Yeah, so I'm building a box tomorrow and just purchased a gallon of The gorilla wood glue. No water correct? No mention of it on my gallon, or the link provided. Just want to double check...
Didn't use water last time, and was solid as hell... So not sure who I'm worried this time.


----------



## chad

jcollin76 said:


> Yeah, so I'm building a box tomorrow and just purchased a gallon of The gorilla wood glue. No water correct? No mention of it on my gallon, or the link provided. Just want to double check...
> Didn't use water last time, and was solid as hell... So not sure who I'm worried this time.


*A gallon?* SWEET JESUS... how fancy is this thing?


----------



## minbari

chad said:


> *A gallon?* SWEET JESUS... how fancy is this thing?


he wont have to worry about glue again...................ever.


----------



## jcollin76

Lol not fancy at all.

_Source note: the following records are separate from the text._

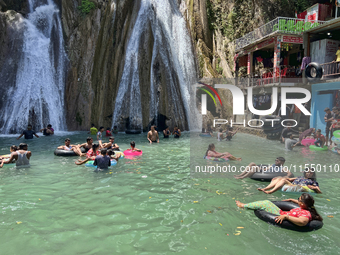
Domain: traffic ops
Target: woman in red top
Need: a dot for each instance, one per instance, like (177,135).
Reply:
(299,216)
(90,155)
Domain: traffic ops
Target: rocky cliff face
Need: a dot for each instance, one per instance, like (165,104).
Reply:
(11,43)
(96,41)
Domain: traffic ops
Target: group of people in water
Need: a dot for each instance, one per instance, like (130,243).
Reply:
(153,136)
(299,216)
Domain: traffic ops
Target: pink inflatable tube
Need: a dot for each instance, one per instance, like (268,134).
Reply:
(307,142)
(132,153)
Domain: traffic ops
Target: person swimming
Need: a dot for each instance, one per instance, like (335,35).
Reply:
(102,161)
(299,216)
(108,132)
(90,155)
(133,147)
(294,184)
(88,145)
(153,135)
(166,132)
(21,157)
(230,133)
(111,145)
(69,147)
(176,132)
(12,149)
(211,152)
(220,136)
(253,168)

Just two sealed boxes and an amp rack.
I ran out last time, so got plenty for future stuff.
And any remaining will be shared with my grandfather, he does wood working to get out of The house (away from grandma).


----------



## finbar

BowDown said:


> 2" long, 1/2" crown staple gun FTW. I throw some yellow glue down on the pieces, line em up, and shoot it home. No splits, and no clamps needed.


X2 :2thumbsup:


----------



## boogeyman

I prefer brad nails. The reason being I round over the edges of my enclosures and the router bits eat right through the brads without any damage. If you do this with screws it could possibly damage the bits Using an air nailer is a helluva lot faster. Time is money.


----------



## Salami

chad said:


> *A gallon?* SWEET JESUS... how fancy is this thing?


He is going to glue his ass shut so he can sit on the floor and not get rhoids. Or build a nice couch. 




chad said:


> don't sit on the cold garage floor and you would not have rhoids in the first place.


----------



## 5Toes

So titebond II and nails eh?

I might have somebody with a pneumatic nailer who can help me, or hmm. 

A professional installer friend of mine SWARES by staples. So I dont even know.


----------



## 5Toes

Who here builds boxes by hand nailing brad nails and using a GOOD glue? I think this is what I will have to do. 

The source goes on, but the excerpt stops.